Waarop moet u letten met eten en drinken?
Cipramil kan al dan niet met voedsel worden ingenomen.
Zoals voor vele geneesmiddelen wordt gelijktijdig gebruik van Cipramil met alcohol afgeraden, hoewel geen wisselwerking verwacht wordt tussen Cipramil en alcohol.
Zwangerschap, borstvoeding en vruchtbaarheid
Ruime ervaring met het gebruik van Cipramil bij zwangere vrouwen (meer dan 2500 uitkomsten van gebruik) duidt niet op het voorkomen van aangeboren afwijkingen. Gebruik tijdens de zwangerschap alleen Cipramil indien u de risico’s en voordelen hebt besproken met uw arts.
Zorg dat uw verloskundige en/of arts weet dat u Cipramil gebruikt.
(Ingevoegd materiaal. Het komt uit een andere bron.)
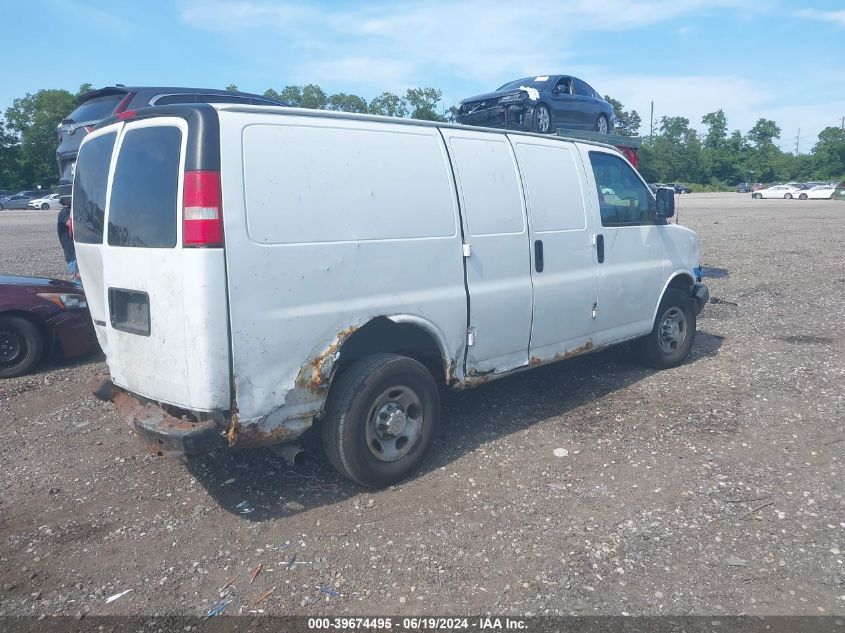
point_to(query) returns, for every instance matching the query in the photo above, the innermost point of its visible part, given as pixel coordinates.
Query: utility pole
(651, 121)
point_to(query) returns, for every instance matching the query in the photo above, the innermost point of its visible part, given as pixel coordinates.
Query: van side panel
(499, 266)
(330, 223)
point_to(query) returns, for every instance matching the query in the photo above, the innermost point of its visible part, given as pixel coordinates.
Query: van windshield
(142, 212)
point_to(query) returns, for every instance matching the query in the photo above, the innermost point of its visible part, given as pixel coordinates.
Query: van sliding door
(498, 264)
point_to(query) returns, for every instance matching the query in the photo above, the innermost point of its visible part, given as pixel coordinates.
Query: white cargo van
(256, 271)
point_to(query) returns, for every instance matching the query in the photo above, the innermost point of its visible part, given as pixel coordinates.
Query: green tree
(829, 153)
(347, 103)
(32, 122)
(764, 152)
(626, 123)
(314, 98)
(717, 129)
(389, 104)
(422, 103)
(9, 160)
(292, 95)
(86, 87)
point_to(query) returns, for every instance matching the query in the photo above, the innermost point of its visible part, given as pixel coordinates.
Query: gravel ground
(713, 488)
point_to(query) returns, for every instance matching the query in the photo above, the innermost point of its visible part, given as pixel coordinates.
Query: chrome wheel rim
(395, 423)
(672, 331)
(543, 119)
(10, 347)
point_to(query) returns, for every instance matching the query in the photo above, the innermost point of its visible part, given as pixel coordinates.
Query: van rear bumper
(160, 432)
(700, 296)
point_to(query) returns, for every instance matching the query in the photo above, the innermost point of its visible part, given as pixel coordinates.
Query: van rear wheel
(670, 340)
(381, 417)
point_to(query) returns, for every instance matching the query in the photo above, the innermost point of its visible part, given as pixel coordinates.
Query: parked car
(799, 185)
(48, 202)
(540, 104)
(383, 297)
(777, 191)
(679, 188)
(20, 200)
(41, 316)
(819, 192)
(96, 105)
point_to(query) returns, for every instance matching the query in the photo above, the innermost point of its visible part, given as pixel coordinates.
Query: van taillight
(202, 216)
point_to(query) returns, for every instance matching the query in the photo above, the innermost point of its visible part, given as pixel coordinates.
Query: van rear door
(160, 306)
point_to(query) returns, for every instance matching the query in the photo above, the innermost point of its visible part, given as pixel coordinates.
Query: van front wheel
(671, 338)
(381, 417)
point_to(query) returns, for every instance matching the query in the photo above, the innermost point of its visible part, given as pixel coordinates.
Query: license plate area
(129, 311)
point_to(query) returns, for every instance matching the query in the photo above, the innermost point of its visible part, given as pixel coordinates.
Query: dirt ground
(714, 488)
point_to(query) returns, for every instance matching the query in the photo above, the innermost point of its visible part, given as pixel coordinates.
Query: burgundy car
(39, 316)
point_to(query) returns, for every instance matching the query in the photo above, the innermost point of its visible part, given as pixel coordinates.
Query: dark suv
(97, 105)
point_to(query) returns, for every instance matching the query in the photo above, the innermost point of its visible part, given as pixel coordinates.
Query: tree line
(676, 152)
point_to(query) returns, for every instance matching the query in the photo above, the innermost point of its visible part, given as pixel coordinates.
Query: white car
(50, 202)
(386, 248)
(778, 191)
(819, 192)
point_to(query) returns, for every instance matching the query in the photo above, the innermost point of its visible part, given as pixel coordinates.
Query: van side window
(144, 201)
(89, 189)
(552, 187)
(623, 198)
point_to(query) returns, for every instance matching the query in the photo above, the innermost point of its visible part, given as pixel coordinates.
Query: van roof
(183, 109)
(332, 114)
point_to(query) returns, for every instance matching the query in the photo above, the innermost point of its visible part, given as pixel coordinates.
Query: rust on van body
(151, 424)
(476, 379)
(313, 378)
(586, 347)
(316, 373)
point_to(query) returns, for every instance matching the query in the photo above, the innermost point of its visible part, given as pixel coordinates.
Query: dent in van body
(305, 400)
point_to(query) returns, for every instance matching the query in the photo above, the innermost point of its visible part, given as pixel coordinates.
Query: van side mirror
(665, 203)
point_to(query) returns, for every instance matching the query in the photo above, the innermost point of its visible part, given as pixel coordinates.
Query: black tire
(351, 438)
(602, 120)
(21, 346)
(655, 350)
(542, 122)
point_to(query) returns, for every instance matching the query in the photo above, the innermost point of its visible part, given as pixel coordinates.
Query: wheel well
(681, 282)
(383, 335)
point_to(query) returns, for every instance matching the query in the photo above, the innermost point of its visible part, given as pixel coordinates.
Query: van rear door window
(89, 188)
(144, 202)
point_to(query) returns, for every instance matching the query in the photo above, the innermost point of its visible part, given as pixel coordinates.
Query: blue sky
(779, 59)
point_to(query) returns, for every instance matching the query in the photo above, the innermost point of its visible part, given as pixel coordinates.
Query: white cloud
(836, 17)
(474, 41)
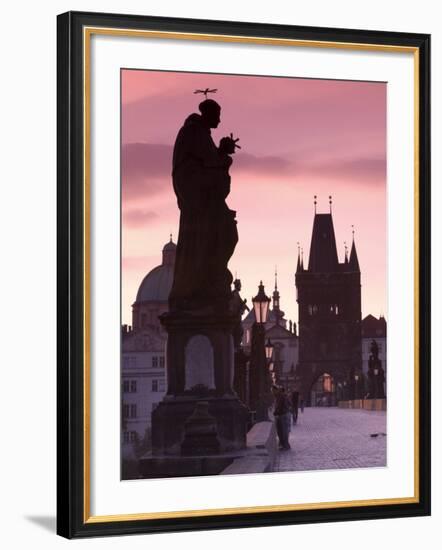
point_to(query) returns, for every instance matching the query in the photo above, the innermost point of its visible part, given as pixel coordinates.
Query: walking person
(281, 412)
(302, 405)
(295, 403)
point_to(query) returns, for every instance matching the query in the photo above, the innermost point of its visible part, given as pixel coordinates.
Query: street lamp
(269, 350)
(261, 353)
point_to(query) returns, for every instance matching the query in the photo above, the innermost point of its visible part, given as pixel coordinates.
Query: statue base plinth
(169, 435)
(200, 367)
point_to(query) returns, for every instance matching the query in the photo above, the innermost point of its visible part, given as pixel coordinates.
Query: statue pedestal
(200, 368)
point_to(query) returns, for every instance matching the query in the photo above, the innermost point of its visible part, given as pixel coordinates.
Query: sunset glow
(299, 138)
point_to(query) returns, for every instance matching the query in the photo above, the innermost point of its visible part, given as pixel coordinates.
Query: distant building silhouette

Bij gebruik tijdens de zwangerschap, vooral in de laatste drie maanden van de zwangerschap, kunnen geneesmiddelen als Cipramil het risico op een bepaalde ernstige aandoening bij baby’s verhogen. Deze aandoening wordt ‘persisterende pulmonale hypertensie van de pasgeborene’ (PPHN) genoemd en veroorzaakt een versnelde ademhaling en blauwachtige verkleuring van de huid van de baby. Deze verschijnselen beginnen meestal in de eerste 24 uur nadat de baby is geboren. Als dit met uw baby gebeurt, moet u onmiddellijk contact opnemen met uw verloskundige en/of arts.
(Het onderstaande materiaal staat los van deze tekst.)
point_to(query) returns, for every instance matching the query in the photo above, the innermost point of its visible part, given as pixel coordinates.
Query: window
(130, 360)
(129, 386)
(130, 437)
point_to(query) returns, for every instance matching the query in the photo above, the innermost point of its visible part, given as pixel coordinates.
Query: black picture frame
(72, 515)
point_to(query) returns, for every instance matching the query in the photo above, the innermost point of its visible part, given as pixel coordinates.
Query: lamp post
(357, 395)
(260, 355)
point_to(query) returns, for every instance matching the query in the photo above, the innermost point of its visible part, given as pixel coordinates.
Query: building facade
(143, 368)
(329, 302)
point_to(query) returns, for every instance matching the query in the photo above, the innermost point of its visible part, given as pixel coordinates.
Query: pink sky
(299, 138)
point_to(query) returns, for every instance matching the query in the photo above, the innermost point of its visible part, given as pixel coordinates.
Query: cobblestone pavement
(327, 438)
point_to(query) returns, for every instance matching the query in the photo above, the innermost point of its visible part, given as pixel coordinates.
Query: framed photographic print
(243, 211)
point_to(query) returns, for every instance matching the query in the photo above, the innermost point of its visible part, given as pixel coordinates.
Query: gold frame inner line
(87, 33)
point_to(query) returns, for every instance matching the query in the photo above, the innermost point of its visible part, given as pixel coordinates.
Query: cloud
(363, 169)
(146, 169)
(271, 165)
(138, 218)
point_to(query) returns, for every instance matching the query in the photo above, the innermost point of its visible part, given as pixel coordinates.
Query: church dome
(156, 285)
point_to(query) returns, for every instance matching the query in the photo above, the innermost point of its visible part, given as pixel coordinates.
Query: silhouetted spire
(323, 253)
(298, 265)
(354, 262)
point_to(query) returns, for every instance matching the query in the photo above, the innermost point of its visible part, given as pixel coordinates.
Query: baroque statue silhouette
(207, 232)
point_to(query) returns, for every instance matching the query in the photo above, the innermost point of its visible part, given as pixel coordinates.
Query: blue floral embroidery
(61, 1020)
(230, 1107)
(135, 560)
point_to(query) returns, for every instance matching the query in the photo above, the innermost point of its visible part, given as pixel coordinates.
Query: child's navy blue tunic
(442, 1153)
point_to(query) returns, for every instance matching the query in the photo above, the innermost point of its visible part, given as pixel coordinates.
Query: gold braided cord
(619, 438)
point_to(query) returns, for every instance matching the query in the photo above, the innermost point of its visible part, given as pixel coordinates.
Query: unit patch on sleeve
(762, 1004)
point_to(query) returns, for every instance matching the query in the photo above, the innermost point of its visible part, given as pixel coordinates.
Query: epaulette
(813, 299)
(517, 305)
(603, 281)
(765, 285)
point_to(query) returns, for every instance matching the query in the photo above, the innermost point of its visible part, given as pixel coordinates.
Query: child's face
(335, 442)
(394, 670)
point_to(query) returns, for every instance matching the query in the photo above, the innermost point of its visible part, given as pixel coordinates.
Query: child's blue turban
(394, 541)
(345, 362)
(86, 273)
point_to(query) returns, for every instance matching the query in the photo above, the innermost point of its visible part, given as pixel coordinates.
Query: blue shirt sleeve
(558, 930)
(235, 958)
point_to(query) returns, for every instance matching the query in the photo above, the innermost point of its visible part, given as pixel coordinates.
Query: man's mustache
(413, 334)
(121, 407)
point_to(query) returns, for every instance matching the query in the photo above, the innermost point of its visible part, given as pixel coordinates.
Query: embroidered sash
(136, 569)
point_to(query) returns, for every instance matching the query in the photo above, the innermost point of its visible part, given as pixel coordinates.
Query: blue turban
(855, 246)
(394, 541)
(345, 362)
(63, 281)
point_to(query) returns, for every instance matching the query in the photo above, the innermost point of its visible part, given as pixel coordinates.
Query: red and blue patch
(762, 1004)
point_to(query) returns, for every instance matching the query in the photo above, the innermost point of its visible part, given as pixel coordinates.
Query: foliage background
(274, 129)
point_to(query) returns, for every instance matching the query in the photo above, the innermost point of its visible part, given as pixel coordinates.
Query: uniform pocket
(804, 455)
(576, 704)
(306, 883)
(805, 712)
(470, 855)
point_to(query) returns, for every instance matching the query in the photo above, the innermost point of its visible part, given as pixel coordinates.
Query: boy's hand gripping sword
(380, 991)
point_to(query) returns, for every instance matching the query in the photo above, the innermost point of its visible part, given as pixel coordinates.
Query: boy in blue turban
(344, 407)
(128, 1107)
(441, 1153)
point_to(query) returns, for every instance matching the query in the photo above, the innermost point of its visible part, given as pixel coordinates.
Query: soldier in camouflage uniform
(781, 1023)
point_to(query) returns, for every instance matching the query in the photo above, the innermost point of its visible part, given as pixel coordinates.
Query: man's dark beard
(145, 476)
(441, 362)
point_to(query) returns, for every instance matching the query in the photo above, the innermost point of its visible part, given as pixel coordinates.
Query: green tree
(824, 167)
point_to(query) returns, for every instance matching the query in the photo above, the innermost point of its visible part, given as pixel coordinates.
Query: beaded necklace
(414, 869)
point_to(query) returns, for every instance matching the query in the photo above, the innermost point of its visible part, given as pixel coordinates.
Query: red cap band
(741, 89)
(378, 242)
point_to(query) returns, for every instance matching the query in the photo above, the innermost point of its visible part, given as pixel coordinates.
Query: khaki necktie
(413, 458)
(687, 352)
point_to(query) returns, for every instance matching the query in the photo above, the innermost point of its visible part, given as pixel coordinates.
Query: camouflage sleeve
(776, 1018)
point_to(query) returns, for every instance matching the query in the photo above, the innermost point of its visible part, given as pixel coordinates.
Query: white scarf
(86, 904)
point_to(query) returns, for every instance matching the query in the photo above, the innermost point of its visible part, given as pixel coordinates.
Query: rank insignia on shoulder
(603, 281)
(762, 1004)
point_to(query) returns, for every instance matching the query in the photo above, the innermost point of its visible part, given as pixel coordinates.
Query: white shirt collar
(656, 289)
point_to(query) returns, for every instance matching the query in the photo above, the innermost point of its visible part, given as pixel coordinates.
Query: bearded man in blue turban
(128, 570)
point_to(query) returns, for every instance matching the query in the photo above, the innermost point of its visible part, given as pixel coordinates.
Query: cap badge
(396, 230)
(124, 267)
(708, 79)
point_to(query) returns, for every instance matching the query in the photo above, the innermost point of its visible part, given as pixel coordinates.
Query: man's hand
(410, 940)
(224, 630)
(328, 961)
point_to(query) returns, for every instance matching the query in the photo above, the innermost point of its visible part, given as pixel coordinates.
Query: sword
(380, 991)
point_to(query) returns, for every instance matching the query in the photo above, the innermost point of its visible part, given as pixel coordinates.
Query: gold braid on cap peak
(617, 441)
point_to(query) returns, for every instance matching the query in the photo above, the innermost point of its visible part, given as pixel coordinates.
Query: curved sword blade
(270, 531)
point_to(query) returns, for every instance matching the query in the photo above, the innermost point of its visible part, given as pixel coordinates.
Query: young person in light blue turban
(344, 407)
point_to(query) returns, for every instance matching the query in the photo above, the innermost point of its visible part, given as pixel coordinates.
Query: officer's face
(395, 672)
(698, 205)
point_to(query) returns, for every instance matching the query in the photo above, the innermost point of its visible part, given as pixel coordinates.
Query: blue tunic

Gezien er nog onvoldoende bekend is over de gevolgen van het gebruik van Cipramil tijdens borstvoeding, kunt u beter geen Cipramil gebruiken wanneer u borstvoeding moet geven.
Uit onderzoek bij dieren is gebleken dat citalopram de kwaliteit van het sperma verlaagt. In theorie kan dit van invloed zijn op de vruchtbaarheid, maar tot nu toe is er geen effect op de vruchtbaarheid bij de mens waargenomen.
Wilt u zwanger worden, bent u zwanger of geeft u borstvoeding? Neem dan contact op met uw arts of apotheker voordat u geneesmiddelen gebruikt.
Rijvaardigheid en het gebruik van machines
Zoals alle geneesmiddelen bij psychische aandoeningen, kan ook Cipramil het reactie- en concentratievermogen verminderen. U dient dan ook voorzichtig te zijn bij het besturen van voertuigen of bedienen van machines, totdat de zekerheid bestaat dat Cipramil hierop bij u geen nadelige invloed heeft.